In bringing these remarks to a close we must turn to Colossians 3:10, where we have the divine Objective of this great work of renewal, the Objective too which is to be before the hearts of all those who are the happy subjects of the renewing of the present time. Again, as in Ephesians 4, it is said of such, “They have put off the old man and have put on the new”; but it is added as to the new man, “Which is renewed in knowledge after the image of Him that created him: where there is neither Greek nor Jew, circumcision nor uncircumcision, Barbarian, Scythian, bond or free: but CHRIST IS EVERYTHING, AND IN ALL.” There it is! Our renewing is according to the image of Christ. No lower standard is put before us. He Himself is the image of God. Notice again how this renewing is connected with the mind. The reading should be “renewed into full knowledge.” How important it is, then, that our thinking should be in the divinely indicated direction. How many allow their thoughts to go far astray. The Apostle warns us of those who “mind earthly thing”; and he fears lest by any means, as the serpent deceived Eve by his craft, so our thoughts should be corrupted from simplicity as to CHRIST, for it is to Him we are espoused by divine grace (2 Cor. 11:2-3).

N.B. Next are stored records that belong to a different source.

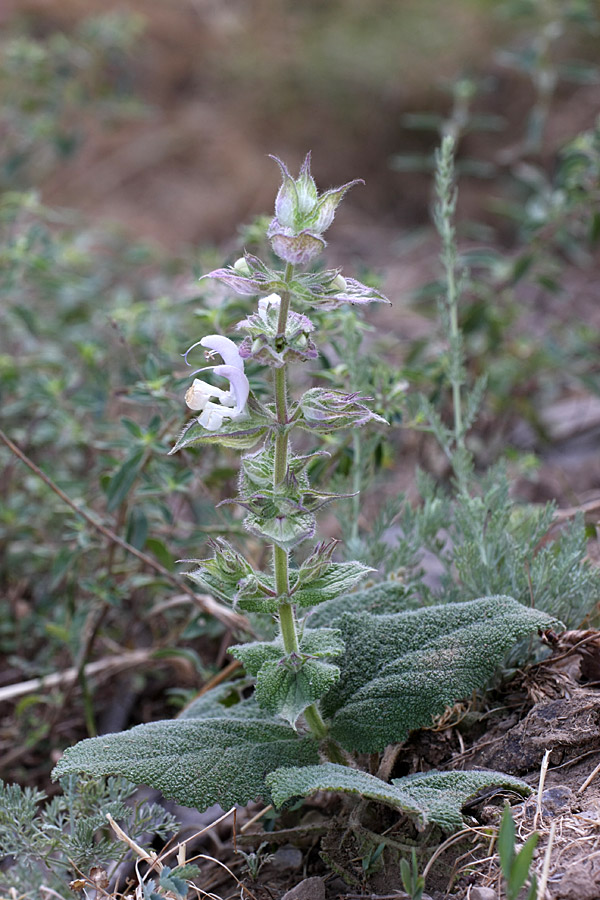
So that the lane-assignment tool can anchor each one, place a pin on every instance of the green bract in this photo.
(319, 691)
(429, 797)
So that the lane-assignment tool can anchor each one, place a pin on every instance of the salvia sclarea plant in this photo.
(350, 671)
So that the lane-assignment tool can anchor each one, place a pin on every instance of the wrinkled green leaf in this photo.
(338, 578)
(122, 481)
(389, 597)
(195, 761)
(436, 797)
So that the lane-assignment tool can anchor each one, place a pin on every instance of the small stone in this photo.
(309, 889)
(287, 858)
(482, 894)
(557, 800)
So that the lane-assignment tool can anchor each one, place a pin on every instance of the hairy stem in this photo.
(287, 616)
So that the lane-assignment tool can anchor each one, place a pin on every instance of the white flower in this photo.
(200, 396)
(266, 303)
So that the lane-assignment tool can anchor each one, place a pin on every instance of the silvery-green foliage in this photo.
(362, 684)
(46, 839)
(286, 687)
(398, 671)
(485, 543)
(428, 797)
(209, 757)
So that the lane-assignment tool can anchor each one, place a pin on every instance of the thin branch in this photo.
(205, 602)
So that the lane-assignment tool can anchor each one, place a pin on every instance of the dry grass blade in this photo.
(205, 602)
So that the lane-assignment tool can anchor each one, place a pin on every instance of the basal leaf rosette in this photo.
(286, 684)
(266, 345)
(400, 671)
(322, 411)
(428, 797)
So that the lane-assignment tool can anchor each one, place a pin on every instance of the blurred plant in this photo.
(482, 540)
(52, 89)
(333, 681)
(551, 211)
(49, 842)
(515, 866)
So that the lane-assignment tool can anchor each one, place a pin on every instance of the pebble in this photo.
(309, 889)
(287, 858)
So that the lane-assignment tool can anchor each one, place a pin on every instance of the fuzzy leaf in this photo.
(286, 530)
(210, 705)
(431, 797)
(338, 578)
(388, 597)
(399, 671)
(255, 654)
(196, 762)
(443, 794)
(240, 434)
(287, 690)
(323, 411)
(322, 642)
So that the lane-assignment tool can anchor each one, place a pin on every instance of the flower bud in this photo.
(241, 266)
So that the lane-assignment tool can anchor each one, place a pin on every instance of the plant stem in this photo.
(455, 340)
(287, 617)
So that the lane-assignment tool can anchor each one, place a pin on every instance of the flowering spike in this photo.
(286, 201)
(301, 216)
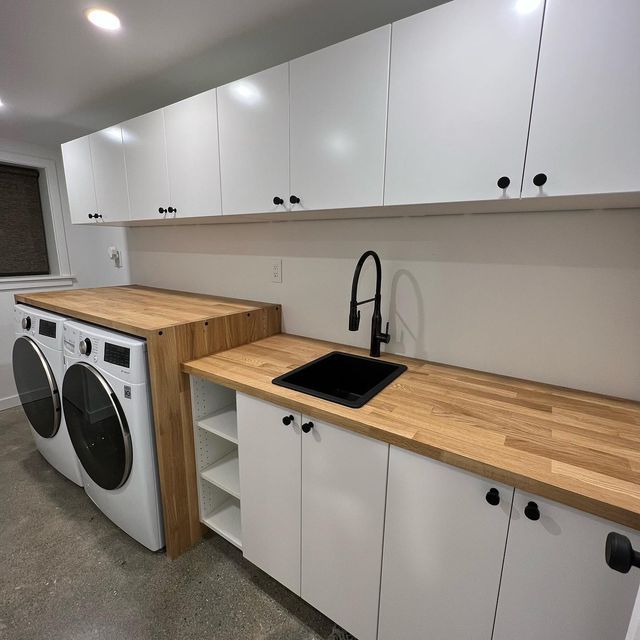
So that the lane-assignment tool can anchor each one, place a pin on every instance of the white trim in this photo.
(9, 402)
(53, 205)
(35, 282)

Our renewal, therefore, has in view Christ being “everything and in all”—the One who loved us and made us His own eternally through His sufferings and death; the One whose moral glory shines so perfectly in His lowly pathway, making God Himself known in His love and holiness; His grace and righteousness; His compassion, kindness and long-suffering; in His justice and mercy; telling out the “great love” wherewith He loved us at Calvary, when He became the propitiation for our sins. It is now that He is everything and in all in the new man, but soon the purpose of God shall be brought to its counselled perfection, and amidst the splendours of the glory of God all the saints shall shine in radiance divine, fully conformed to the image of God’s Son, with Himself the Centre of all, the joy of every heart, the praise of every mouth—“THE FIRSTBORN AMONG MANY BRETHREN.” Lord, hasten that day, for Thy name’s sake. Amen.